Figure 1.
(A) Upon stimulation with PDGF-BB the PDGFRβ becomes autophosphorylated at various sites. This promotes downstream signaling to ERK activation. Phosphorylated ERK translocates into the nucleus and enhances DUSP6 expression. Upon fixation of the cells DUSP6 mRNA is reverse transcribed utilizing an LNA-modified primer. Subsequently the cDNA is made accessible through RNase H digestion. The single standed cDNA stays attached to the mRNA-primer by the 5′-end of the primer that contains the LNA bases, which is not recognized by RNase H – to allow hybridization of padlock probes. (B) After ligation of the padlock probe to a circular DNA molecule, primary antibodies directed against the PDGFRβ and phosphorylated tyrosines, followed by addition of secondary PLA probes, are applied for detection of the phosphorylated PDGFRβ. If the antibodies and probes are bound in close proximity two circularization oligonucleotides can hybridize to the PLA probes. (C) This molecule can subsequently also be joined by ligation, giving rise to another circular DNA molecule. (D) Both DNA circles are then simultaneously amplified by RCA, primed from either the cDNA or the oligonucleotide attached to the PLA probe. The resulting bundles of DNA (amplified ∼1000 times) are still attached to the place where the RCA was primed and can be detected by hybridization of fluorescence labeled oligonucleotides (different fluorophores (green and pink stars) for the two types of circles), resulting in bright spots easily distinguishable from background.
Figure 2.
Individual detection of single phosphorylated PDGFRβ and DUSP6 molecules in BJhTert cells.
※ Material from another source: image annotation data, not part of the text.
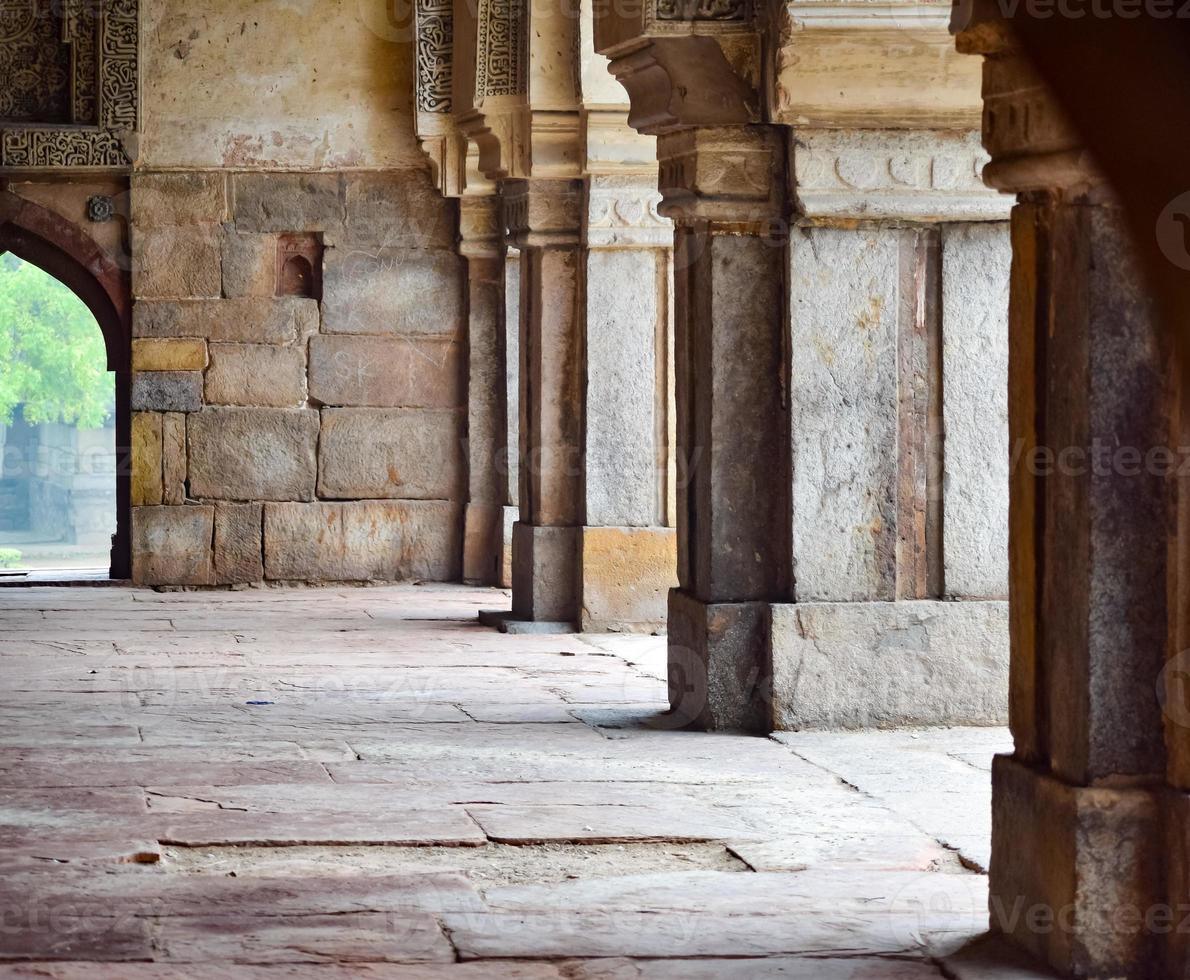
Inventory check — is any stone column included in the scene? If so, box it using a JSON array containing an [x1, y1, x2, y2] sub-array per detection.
[[658, 126, 791, 731], [577, 167, 676, 630], [459, 196, 515, 585], [502, 180, 583, 630], [960, 25, 1166, 978]]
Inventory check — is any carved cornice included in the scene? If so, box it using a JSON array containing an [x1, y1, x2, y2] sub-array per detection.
[[583, 174, 674, 249], [765, 0, 979, 130], [0, 0, 140, 171], [657, 126, 788, 230], [791, 130, 1013, 221], [957, 11, 1103, 193], [501, 180, 583, 249]]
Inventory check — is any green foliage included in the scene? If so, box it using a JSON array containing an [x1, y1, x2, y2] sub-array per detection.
[[0, 255, 115, 428]]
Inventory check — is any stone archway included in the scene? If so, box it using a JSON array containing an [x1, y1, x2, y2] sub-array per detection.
[[0, 191, 132, 579]]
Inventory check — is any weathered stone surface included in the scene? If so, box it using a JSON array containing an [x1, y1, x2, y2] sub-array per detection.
[[772, 601, 1008, 729], [223, 225, 277, 296], [132, 296, 318, 344], [584, 249, 668, 532], [264, 501, 462, 582], [132, 371, 202, 412], [161, 412, 186, 505], [132, 225, 223, 300], [318, 408, 465, 500], [187, 408, 319, 501], [513, 521, 580, 623], [132, 507, 214, 585], [789, 227, 901, 601], [132, 171, 227, 232], [668, 589, 772, 731], [232, 174, 344, 232], [132, 338, 207, 371], [206, 344, 306, 408], [214, 503, 264, 585], [309, 335, 464, 408], [322, 246, 463, 337], [132, 412, 162, 507], [343, 169, 457, 249], [942, 224, 1013, 598], [990, 755, 1161, 976], [580, 527, 677, 632]]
(A) Detection of individual phosphorylated PDGFRβ using in situ PLA in PDGF-BB-stimulated cells. Black circles represent the numbers of RCPs detected in individual cells (in total ∼90–130 cells per condition), the black bar represents the median of the population and grey boxes the 25% and 75% quartiles. The experiment is a representative example of three replicate experiments. (B) Detection of individual DUSP6 mRNA molecules using padlock probes in BJhTert cells stimulated with PDGF-BB for different length of time. Black circles represent the numbers of RCPs detected in individual cells (in total ∼70–180 cells per condition), the black bar represents the median of the population and grey boxes the 25% and 75% quartiles. The experiment is a representative example of three replicate experiments.
Figure 3.
Individual and simultaneous detection of phosphorylated PDGFRβ and ACTB mRNA molecules in PDGF-BB stimulated BJhTert cells.
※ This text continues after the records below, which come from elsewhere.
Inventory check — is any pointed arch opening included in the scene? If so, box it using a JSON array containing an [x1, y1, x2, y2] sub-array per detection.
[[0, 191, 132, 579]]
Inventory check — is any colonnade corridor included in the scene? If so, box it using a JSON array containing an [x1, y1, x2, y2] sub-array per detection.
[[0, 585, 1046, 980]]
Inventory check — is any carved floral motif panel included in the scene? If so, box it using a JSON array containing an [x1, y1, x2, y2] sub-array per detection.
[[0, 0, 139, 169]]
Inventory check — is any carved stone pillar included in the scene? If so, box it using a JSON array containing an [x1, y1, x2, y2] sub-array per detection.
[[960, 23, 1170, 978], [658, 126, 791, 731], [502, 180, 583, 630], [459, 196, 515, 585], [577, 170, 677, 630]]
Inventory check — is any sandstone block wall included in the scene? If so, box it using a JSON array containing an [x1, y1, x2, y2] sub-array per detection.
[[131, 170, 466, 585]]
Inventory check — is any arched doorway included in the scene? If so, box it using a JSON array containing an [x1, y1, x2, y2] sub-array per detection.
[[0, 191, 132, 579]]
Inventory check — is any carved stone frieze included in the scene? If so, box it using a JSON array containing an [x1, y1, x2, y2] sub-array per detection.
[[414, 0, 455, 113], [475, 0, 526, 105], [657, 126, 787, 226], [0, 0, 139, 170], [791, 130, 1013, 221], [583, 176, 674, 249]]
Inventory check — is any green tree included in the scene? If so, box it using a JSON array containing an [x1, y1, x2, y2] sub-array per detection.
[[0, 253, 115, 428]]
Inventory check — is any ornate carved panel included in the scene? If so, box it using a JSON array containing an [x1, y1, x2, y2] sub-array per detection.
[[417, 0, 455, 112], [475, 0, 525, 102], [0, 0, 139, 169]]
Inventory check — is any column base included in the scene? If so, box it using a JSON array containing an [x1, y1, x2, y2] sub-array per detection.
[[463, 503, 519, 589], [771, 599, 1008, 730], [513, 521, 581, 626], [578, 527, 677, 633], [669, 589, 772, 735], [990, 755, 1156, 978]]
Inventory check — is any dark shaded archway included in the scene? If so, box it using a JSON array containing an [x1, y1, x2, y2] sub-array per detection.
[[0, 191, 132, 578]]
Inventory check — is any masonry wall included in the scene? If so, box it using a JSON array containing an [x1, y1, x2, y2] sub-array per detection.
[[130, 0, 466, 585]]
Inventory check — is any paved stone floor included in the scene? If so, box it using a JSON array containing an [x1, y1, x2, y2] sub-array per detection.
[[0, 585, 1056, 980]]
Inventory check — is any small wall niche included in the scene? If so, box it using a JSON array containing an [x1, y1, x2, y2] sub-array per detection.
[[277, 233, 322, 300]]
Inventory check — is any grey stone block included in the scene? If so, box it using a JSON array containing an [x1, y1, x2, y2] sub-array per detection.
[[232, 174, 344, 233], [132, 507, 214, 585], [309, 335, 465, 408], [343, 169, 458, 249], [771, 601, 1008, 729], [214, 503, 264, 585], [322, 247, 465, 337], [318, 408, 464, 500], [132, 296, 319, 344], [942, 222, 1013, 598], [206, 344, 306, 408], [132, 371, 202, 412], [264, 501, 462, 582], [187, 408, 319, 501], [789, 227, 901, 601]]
Black circles represent the numbers of RCPs detected per cell (in total ∼85–130 cells per condition), black bars represent the median of the population and grey boxes the 25% and 75% quartiles. The experiment is a representative example of three replicate experiments. The result is presented in separate figures for PDGFRβ phosphorylation and ACTB expression, although recorded together.
Figure 4.
Simultaneous detection of individual phosphorylated PDGFRβ and DUSP6 mRNA molecules in BJhTert cells.
Cells were stimulated for (Ai) 5 min or (Aii) 180 min with PDGF-BB. In situ PLA signals, derived from PDGFRβ phosphorylation, are shown as red dots while DUSP6 molecules are shown as green dots. The nuclei are shown in grey. Inserts represent magnified views over random cells. Scalebars represent 20 µm. (B) Simultaneous detection of individual phosphorylated PDGFRβ and DUSP6 mRNA molecules cells treated with Gleevec or 5-Iodotubercidin at different time points after PDGF-BB stimulation. (Bi) Schematic illustration of the different drug target sites in PDGFRβ pathway and the consequences for signaling and expected RCPs. (Bii) Simultaneous detection of individual phosphorylated PDGFRβ and DUSP6 mRNA molecules in BJhTert cells treated with Gleevec or 5-Iodotubercidin, at different time points after PDGF-BB stimulation. Black circles represent the numbers of RCPs detected per cell (in total ∼100–140 cells per condition), the red bar represents the median of the population and grey boxes the 25% and 75% quartiles. The experiment is a representative example of three replicate experiments. The result is presented in separate figures for PDGFRβ phosphorylation and DUSP6 expression, although recorded together.